Ownership you can count on

2023Q4.

Introduction

I came across the paper Ownership You Can Count On (by Adam Dingle and David F. Bacon, seemingly written in 2007) some years ago and it stuck with me as being an interesting variant on traditional reference counting. Since then I've come across references to it multiple times in the programming language design and implementation community and thought it might be worth jotting down some notes on the paper itself and the various attempts to adopt its ideas.

Ownership you can count on and the Gel language

The basic idea is very straight-forward. Introduce the idea of an owning pointer type (not dissimilar to std::unique_ptr in C++) where each object may have only a single owning pointer and the object is freed when that pointer goes out of scope. In addition to that allow an arbitrary number of non-owning pointers to the object, but require that all non-owning pointers have been destroyed by the time the object is freed. This requirement prevents use-after-free and is implemented using run-time checks. A reference count is incremented or decremented whenever a non-owning pointer is created or destroyed (referred to as alias counting in the paper). That count is checked when the object is freed and if it still has non-owning references (i.e. the count is non-zero), then the program exits with an error.

Contrast this with a conventional reference counting system, where objects are freed when their refcount reaches zero. In the alias counting scheme, the refcount stored on the object is simply decremented when a non-owning reference goes out of scope, and this refcount needs to be compared to 0 only upon the owning pointer going out of scope rather than upon every decrement (as an object is never freed as a result of the non-owning pointer count reaching zero). Additionally, refcount manipulation is never needed when passing around the owning pointer. The paper also describes an analysis that allows many refcount operations to be elided in regions where there aren't modifications to owned pointers of the owned object's subclass/class/superclass (which guarantees the pointed-to object can't be destructed in this region). The paper also claims support for destroying data structures with pointer cycles that can't be automatically destroyed with traditional reference counting.
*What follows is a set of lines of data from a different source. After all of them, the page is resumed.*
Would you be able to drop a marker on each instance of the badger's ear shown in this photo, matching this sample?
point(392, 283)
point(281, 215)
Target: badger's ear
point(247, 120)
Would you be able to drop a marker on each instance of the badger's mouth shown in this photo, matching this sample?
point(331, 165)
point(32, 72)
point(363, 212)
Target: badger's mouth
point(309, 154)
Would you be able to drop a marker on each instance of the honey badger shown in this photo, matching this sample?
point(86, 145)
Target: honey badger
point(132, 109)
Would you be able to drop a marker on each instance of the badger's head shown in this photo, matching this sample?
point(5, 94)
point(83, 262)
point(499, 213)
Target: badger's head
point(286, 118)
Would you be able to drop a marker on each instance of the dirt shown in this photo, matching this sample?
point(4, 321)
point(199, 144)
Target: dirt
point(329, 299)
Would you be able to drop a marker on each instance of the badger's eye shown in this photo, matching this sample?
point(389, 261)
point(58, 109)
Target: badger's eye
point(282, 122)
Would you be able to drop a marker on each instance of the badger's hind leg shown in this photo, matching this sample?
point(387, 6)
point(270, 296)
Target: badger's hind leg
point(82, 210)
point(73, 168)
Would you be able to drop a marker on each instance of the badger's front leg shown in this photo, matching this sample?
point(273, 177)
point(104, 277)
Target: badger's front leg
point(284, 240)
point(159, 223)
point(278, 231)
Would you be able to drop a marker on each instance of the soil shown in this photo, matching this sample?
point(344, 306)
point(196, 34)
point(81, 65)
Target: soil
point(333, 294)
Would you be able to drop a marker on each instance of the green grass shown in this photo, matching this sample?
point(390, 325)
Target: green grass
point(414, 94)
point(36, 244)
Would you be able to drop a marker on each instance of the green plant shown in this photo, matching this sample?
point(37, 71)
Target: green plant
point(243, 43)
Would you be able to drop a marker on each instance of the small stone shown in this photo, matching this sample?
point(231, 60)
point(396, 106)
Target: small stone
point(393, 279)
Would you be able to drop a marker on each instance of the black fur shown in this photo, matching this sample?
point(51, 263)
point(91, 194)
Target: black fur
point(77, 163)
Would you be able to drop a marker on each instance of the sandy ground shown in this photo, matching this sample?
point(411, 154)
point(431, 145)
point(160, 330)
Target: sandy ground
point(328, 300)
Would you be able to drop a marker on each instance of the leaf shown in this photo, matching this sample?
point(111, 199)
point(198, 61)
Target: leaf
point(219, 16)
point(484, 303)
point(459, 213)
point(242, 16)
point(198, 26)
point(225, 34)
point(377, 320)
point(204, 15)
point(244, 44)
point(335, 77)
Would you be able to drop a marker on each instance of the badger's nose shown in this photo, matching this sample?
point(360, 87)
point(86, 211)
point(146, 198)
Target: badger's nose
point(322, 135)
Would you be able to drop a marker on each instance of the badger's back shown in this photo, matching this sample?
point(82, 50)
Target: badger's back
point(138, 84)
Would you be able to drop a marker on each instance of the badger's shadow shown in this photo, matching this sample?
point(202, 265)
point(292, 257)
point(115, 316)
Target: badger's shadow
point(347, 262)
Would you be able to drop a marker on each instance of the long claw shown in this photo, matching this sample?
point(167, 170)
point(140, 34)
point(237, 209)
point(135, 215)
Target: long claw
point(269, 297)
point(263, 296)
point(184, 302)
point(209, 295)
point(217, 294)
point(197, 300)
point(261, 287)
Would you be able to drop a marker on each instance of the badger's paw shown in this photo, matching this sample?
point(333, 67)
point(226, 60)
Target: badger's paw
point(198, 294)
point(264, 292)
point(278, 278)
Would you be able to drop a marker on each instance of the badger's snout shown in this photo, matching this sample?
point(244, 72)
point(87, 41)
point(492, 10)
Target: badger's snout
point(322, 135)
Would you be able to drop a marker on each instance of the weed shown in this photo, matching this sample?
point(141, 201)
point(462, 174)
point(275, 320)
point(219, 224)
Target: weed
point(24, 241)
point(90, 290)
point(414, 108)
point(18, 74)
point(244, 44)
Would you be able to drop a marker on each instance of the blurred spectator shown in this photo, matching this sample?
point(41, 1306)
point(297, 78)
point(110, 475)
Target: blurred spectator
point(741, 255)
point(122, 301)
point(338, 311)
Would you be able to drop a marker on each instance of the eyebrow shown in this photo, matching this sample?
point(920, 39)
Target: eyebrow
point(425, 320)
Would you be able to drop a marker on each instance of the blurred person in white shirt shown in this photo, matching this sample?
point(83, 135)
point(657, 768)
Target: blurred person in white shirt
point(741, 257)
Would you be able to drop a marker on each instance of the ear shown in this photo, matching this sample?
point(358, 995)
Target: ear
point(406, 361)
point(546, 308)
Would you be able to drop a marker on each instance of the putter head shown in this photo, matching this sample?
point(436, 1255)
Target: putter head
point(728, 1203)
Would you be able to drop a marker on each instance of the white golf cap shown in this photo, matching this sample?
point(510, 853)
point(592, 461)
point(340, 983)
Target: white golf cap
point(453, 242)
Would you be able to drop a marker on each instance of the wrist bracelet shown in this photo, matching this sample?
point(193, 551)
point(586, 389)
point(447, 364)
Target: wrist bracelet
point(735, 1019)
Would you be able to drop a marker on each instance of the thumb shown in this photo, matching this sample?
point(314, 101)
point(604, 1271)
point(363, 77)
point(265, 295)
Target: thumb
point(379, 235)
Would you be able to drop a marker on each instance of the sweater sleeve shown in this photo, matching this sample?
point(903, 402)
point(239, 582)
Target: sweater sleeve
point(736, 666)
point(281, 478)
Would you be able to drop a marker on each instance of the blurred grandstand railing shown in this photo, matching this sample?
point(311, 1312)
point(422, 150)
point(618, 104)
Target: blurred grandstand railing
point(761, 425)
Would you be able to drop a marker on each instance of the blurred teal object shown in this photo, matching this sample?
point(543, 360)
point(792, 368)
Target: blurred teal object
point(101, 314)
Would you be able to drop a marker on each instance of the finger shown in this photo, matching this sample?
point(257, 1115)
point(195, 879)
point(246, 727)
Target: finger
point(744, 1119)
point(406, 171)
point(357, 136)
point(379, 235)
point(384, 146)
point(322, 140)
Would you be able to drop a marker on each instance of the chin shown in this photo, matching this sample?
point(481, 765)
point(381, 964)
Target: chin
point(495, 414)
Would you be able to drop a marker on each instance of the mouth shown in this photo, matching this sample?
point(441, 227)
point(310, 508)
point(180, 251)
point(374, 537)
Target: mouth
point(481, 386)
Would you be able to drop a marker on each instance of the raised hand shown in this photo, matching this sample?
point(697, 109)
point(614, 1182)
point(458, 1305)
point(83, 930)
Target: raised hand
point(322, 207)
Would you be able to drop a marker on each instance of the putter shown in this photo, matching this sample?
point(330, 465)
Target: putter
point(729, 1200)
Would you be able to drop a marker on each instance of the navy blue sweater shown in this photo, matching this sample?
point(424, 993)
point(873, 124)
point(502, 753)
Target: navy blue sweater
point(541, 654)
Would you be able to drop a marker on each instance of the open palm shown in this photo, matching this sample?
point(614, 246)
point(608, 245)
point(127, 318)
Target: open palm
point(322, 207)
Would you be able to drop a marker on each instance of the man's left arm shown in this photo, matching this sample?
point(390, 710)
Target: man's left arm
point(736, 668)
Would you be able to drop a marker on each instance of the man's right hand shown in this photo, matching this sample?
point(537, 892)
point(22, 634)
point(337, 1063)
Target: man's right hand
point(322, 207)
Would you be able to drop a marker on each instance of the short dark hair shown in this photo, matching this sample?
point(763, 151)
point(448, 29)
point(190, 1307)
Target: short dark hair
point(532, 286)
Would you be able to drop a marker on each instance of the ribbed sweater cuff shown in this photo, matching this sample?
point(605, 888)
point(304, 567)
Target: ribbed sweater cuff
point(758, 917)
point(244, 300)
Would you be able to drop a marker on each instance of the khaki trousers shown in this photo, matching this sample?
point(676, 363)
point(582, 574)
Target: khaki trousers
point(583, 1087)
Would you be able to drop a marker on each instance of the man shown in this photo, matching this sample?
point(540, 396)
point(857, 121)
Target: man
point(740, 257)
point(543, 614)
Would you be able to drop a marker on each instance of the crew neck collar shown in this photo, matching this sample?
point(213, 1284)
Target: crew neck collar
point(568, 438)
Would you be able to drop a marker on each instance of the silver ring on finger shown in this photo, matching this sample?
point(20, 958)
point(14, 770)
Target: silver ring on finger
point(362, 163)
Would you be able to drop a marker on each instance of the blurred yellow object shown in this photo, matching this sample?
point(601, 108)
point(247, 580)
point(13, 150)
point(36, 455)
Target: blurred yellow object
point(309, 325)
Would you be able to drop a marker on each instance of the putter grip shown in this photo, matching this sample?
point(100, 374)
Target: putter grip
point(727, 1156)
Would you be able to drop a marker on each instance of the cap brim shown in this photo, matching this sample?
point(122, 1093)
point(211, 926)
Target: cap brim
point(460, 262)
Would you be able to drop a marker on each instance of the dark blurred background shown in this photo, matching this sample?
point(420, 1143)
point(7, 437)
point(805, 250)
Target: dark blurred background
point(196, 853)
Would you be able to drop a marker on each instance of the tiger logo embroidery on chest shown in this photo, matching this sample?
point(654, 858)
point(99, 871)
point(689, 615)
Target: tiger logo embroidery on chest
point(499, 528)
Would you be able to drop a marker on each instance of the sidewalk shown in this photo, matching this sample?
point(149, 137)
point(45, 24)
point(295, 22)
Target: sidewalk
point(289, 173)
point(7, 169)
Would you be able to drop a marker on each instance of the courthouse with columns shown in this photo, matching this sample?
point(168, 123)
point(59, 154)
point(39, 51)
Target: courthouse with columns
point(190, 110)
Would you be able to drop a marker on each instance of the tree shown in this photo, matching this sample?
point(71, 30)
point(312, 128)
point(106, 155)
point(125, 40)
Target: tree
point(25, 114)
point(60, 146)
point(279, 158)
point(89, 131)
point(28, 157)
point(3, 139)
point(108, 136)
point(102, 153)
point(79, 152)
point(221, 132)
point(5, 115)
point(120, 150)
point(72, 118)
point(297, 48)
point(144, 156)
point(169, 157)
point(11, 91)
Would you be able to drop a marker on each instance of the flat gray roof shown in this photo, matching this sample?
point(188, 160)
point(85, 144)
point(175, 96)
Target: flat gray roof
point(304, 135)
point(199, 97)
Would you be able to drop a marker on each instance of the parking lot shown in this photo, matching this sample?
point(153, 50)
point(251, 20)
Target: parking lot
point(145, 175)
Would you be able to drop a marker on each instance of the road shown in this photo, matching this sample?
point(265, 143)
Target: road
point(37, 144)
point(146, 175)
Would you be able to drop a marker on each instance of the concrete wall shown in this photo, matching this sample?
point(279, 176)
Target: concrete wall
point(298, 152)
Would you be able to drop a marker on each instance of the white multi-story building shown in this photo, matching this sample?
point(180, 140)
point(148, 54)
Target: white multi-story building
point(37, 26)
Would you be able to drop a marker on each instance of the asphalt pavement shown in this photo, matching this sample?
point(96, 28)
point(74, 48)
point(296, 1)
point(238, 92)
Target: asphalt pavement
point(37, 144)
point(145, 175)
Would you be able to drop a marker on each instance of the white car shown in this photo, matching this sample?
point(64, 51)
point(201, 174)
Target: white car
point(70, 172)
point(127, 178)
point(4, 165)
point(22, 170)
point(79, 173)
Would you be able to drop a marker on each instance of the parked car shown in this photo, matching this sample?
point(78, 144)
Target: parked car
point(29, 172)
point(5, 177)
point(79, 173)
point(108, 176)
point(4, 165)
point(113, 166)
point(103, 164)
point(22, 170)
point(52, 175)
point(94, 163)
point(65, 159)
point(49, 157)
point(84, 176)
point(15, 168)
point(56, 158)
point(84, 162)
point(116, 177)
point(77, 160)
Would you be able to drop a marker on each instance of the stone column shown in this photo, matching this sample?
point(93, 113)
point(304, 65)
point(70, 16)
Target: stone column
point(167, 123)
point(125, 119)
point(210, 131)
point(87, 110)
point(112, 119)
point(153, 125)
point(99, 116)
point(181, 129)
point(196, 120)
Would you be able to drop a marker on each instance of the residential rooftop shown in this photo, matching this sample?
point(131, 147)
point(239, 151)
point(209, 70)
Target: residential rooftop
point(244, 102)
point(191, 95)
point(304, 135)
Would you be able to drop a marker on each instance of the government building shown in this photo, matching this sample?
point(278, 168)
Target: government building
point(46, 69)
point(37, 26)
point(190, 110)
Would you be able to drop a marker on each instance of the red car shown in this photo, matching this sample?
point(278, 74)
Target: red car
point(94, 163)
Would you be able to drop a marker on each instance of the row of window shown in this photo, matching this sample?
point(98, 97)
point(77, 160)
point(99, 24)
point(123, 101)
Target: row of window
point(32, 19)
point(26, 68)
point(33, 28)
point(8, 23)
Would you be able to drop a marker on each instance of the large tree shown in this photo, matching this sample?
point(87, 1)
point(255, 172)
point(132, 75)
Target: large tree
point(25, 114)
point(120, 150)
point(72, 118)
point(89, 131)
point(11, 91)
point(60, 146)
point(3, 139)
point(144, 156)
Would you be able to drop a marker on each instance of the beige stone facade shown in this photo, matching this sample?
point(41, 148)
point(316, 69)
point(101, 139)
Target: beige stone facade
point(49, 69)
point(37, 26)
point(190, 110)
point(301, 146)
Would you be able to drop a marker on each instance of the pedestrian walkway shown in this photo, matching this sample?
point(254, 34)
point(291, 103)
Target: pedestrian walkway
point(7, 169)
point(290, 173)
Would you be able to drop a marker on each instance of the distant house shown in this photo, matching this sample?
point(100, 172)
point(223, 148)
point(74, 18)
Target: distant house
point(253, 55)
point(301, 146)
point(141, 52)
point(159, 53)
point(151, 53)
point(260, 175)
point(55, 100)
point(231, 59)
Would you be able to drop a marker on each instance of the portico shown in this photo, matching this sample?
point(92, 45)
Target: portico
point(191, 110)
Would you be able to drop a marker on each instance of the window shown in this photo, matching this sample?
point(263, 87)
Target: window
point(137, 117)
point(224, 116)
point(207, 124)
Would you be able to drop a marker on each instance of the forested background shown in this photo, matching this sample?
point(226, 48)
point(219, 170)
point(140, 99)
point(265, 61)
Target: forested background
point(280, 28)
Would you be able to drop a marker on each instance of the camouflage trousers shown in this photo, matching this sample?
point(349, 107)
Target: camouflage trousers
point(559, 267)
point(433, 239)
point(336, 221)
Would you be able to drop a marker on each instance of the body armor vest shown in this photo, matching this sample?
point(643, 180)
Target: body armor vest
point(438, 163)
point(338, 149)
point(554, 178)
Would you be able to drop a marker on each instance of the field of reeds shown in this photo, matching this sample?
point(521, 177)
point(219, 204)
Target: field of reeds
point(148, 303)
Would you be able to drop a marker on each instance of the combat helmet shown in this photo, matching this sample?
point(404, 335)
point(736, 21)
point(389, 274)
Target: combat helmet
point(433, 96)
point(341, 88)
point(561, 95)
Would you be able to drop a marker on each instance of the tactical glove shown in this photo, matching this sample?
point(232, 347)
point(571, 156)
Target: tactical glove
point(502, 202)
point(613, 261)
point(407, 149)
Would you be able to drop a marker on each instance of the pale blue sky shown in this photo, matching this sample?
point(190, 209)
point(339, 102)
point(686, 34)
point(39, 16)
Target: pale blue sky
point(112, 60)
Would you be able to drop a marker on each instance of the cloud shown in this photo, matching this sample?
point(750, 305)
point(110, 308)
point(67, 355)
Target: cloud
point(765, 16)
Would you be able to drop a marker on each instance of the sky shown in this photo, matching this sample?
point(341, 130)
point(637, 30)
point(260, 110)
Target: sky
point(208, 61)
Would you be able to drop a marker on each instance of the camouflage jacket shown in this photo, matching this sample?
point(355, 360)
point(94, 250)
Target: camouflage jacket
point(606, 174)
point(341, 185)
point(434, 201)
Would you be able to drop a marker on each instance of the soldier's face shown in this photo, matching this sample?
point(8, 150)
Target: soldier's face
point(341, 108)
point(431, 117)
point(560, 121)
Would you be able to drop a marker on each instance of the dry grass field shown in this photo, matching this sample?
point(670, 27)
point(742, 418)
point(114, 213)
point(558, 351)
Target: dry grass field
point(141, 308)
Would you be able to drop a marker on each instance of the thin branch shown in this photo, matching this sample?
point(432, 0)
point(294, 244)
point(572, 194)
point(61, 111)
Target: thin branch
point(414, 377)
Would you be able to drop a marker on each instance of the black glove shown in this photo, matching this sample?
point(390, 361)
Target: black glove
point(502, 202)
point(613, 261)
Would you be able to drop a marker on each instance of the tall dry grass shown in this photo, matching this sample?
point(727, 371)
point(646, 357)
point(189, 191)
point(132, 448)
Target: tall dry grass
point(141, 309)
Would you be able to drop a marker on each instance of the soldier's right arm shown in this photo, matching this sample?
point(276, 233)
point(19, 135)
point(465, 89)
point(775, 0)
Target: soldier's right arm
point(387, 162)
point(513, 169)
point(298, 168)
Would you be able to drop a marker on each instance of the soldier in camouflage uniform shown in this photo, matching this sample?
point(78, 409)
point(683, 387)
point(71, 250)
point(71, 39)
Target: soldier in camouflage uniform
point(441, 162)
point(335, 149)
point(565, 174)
The authors suggest for cases where you might otherwise reach for multiple ownership, (e.g. an arbitrary graph) to allocate an array of owning pointers to hold your nodes, then use non-owning pointers between them.

The paper describes a C# derived language called Gel which only requires two additional syntactic constructs to support the alias counting model: owned pointers indicated by a ^ (e.g. Foo ^f = new Foo(); and a take operator to take ownership of a value from an owning field. Non-owning pointers are written just as Foo f. They also achieve a rather neat erasure property, whereby if you take a Gel program and remove all ^ and take you'll have a C# program that is valid as long as the original Gel program was valid.

That all sounds pretty great, right? Does this mean we can have it all: full memory safety, deterministic destruction, low runtime and annotation overhead? As you'd expect, there are some challenges:

The usability in practice is going to depend a lot on how easy it is for a programmer to maintain the invariant that no unowned pointers outlive the owned pointer, especially as failure to do so results in a runtime crash.
- Several languages have looked at integrating the idea, so there's some information later in this article on their experiences.
Although data structures with pointer cycles that couldn't be automatically destroyed by reference counting an be handled, there are also significant limitations. Gel can't destroy graphs containing non-owning pointers to non-ancestor nodes unless the programmer writes logic to null out those pointers. This could be frustrating and error-prone to handle.
- The authors present a multi-phase object destruction mechanism aiming to address these limitations, though the cost (potentially recursively descending the graph of the ownership tree 3 times) depends on how much can be optimised away.
Although it's not a fundamental limitation of the approach, Gel doesn't yet provide any kind of polymorphism between owned and unowned references. This would be necessary for any modern language with support for generics.
The reference count elimination optimisation described in the paper assumes single-threaded execution.
- Though as noted there, thread escape analysis or structuring groups of objects into independent regions (also see recent work on Verona) could provide a solution.

So in summary, an interesting idea that is meaningfully different to traditional reference counting, but the largest program written using this scheme is the Gel compiler itself and many of the obvious questions require larger scale usage to judge the practicality of the scheme.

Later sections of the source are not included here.